Of course eventually my parents would let me out, and the look on their faces as well as the words from their lips told me … well, let’s leave that for a moment.
“I don’t care” is the defense of the whole human race, isn’t it? As long as we can put up that brave front, we suppose that we can get away with almost anything. We can slander someone, making the most outrageous assumptions, and if we are challenged, we can say, “That’s the way it seems to me. I don’t care”.

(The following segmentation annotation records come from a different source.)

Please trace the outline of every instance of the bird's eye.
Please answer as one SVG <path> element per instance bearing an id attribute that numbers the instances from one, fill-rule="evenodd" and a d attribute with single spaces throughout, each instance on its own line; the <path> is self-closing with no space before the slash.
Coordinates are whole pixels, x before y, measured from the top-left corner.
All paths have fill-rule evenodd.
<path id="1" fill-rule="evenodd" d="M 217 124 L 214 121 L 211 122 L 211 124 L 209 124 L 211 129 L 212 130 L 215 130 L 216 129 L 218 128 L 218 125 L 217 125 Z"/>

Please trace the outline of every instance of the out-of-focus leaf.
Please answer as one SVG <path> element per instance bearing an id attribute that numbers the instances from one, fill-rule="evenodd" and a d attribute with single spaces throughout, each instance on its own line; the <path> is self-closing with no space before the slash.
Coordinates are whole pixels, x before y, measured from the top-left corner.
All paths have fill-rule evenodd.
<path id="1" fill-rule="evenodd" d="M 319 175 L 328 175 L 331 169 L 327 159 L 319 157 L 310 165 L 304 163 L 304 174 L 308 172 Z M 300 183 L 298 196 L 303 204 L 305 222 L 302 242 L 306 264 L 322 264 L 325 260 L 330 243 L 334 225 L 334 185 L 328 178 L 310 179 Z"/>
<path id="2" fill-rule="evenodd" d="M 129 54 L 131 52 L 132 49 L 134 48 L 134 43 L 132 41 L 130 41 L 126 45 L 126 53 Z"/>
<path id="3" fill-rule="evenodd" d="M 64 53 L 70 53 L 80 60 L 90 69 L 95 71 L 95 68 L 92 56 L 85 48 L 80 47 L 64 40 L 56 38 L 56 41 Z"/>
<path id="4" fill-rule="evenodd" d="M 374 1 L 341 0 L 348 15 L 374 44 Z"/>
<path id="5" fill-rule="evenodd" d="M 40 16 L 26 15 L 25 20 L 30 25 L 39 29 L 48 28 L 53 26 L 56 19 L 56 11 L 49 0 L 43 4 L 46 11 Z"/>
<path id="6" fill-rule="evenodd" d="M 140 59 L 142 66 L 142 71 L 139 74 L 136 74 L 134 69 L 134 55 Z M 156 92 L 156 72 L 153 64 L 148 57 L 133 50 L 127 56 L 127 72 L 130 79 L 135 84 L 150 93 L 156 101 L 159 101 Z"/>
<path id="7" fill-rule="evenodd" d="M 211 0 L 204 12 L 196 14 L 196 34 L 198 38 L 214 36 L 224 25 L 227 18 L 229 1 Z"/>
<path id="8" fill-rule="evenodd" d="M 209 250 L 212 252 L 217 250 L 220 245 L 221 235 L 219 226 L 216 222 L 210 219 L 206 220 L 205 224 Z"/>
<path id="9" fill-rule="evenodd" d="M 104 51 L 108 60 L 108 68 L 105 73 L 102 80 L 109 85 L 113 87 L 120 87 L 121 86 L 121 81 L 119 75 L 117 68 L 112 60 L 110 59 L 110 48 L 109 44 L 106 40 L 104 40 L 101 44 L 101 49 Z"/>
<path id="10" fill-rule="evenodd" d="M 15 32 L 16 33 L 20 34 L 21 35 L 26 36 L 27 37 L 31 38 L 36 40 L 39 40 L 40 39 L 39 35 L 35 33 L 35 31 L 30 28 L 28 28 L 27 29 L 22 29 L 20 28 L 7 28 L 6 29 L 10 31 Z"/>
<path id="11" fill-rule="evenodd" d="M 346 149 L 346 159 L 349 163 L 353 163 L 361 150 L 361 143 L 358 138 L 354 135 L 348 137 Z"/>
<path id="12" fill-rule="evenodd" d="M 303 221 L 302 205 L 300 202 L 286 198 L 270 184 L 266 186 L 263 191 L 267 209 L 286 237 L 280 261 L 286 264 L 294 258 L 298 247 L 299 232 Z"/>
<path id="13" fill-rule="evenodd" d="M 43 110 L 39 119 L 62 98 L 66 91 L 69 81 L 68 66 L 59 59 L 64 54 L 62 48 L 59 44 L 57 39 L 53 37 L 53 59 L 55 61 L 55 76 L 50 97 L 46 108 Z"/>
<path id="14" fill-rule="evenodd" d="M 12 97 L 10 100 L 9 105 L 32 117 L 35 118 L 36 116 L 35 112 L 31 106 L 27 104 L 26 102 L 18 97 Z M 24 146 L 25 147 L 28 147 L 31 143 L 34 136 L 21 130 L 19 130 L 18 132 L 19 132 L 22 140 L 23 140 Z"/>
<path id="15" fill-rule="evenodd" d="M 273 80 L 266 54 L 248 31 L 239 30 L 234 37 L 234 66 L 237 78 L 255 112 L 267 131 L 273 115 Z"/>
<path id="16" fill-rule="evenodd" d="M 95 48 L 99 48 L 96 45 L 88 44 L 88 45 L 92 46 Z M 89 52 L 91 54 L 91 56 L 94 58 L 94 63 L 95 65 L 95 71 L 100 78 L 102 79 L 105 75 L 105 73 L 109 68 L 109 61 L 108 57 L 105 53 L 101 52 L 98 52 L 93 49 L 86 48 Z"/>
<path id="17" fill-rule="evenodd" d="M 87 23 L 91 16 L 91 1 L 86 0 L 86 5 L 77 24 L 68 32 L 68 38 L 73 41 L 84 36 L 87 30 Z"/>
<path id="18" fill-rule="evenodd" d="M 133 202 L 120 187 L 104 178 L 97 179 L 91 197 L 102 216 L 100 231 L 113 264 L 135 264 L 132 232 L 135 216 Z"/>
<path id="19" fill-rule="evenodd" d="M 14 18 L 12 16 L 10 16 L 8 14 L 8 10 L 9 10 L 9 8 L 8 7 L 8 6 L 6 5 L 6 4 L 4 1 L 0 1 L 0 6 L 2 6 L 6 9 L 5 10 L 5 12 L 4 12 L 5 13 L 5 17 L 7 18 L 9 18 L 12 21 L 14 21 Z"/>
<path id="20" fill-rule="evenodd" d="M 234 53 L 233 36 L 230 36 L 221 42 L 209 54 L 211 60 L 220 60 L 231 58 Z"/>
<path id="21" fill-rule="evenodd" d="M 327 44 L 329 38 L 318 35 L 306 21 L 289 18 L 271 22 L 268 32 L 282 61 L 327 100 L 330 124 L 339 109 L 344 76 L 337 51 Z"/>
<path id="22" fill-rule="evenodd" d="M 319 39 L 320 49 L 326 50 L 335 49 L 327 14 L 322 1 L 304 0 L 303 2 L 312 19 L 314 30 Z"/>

We can say hurtful things to one another and not feel a thing, especially if we put some distance between ourselves and those we are hurting. Email! Have you noticed that typing stuff to one another creates an emotional distance, and we seem no longer to care how we treat one another? One day at the church where I was pastor, I was working away in my office, and suddenly there came an email that was a copy of something sent by a church member to my assistant pastor. My assistant felt hurt by it, and wanted me to see what had been sent her. Before I knew it, another email popped up, the assistant pastor replying to the church member, copying me. And then a reply to the reply, more pointed, more emotional. By the time we got to the reply to the reply to the reply, I was out of my office, hurrying to my assistant’s office. The door was shut; I knocked, and she said, “Not now.” I identified myself, and she repeated, “Please, not now.” So I was reduced to returning to my computer and emailing both her and her protagonist, trying to intervene before they really damaged each other!
It was all a huge misunderstanding and they are now the dearest of friends. But how easily we lapse into hurting one another and finding ever more sophisticated ways of saying, “I don’t care”.
In fact, when she finally unlocked her office door and let me in, the look on her face and the words from her lips told me … well, let’s leave that for a moment.